By Karen Frantz
A town hall meeting at the Museum of the Moving Image grew heated last Thursday when community members lobbed pointed questions at two Queens state legislators over controversial gun legislation they voted to pass in January.
“How are restrictions on law-abiding citizens going to affect criminals?” demanded one man who said he was a registered Democrat and had served in the U.S. military but had never fired his gun.
State Sen. Michael Gianaris (D-Astoria) defended the law, which tightens a state ban on assault weapons and ammunition clips and requires people to register their guns, among other reforms.

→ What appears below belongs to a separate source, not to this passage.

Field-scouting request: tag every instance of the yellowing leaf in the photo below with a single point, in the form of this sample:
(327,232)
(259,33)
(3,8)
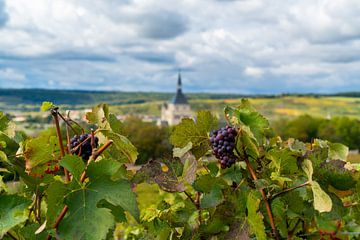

He said the country is reeling from mass shootings at Sandy Hook Elementary School in Newtown, Conn.; a movie theater in Aurora, Colo.; and a Sikh temple in Oak Creek, Wis., and that reforms were needed to help keep guns out of the hands of people intent on doing harm.
“We’ve always had regulations, we’re always going to have regulations and what we’re talking about is where we draw the line on what the regulations are,” Gianaris said. “There is no slippery slope concern to me, I don’t believe the government’s going to try and come to your house, knock your door down and steal your guns if you’re entitled to have them.”
But the questioner pushed back, arguing that the bill only affects people who already owns guns legally and does little to prevent guns from falling into the hands of criminals.
Another critic of the gun legislation argued that a ban on guns that have plastic and rubber grips was arbitrary.
“It doesn’t change the functionality of the weapon, it doesn’t change the rate of fire, it doesn’t change anything. It just makes it look scary,” he contended.
But Gianaris and state Assemblywoman Aravella Simotas (D-Astoria) held firm in their support for the gun bill.
“Every illegal gun was once a legal gun, and that’s what we have to think about,” Simotas said. “This legislation was good legislation that we have a sincere belief will actually stop the scourge of gun violence in this country and in the state.”
The topic of guns was one of several discussed at the town hall, held at the museum, at 36-01 35th Ave. in Astoria.
One woman said she had been hit by soccer balls in Athens Square Park many times and feared for her safety there, and a representative with the city Parks Department told her soccer playing is not permitted in the park and he would look into the issue.
Another man complained about new city Muni-Meters in the city, saying they did not always work and can sometimes be a hike from where a person parks his or her car.
And Community Board 1 member Rudolfo Sarchese voiced support for the police practice of stop-and-frisk. He said he feared restrictions on the practice would spur an increase in crime.
Moderator Rose Marie Poveromo pitched the question to Stephen Cirabisi, police commander for the 114th Precinct.
“His question is more a question for the elected officials,” he started to say.
“Wow, did you tap dance on that,” Poveromo interrupted, prompting laughter from the audience.
Cirabisi went on to say that stop-and-frisk has proven to be successful in reducing crime.
Simotas’ office estimated more than 100 people attended the town hall, which also drew Sen. Jose Peralta (D-East Elmhurst), representatives from City Councilman Jimmy Van Bramer’s (D-Sunnyside) staff and a number of city, state and federal agencies.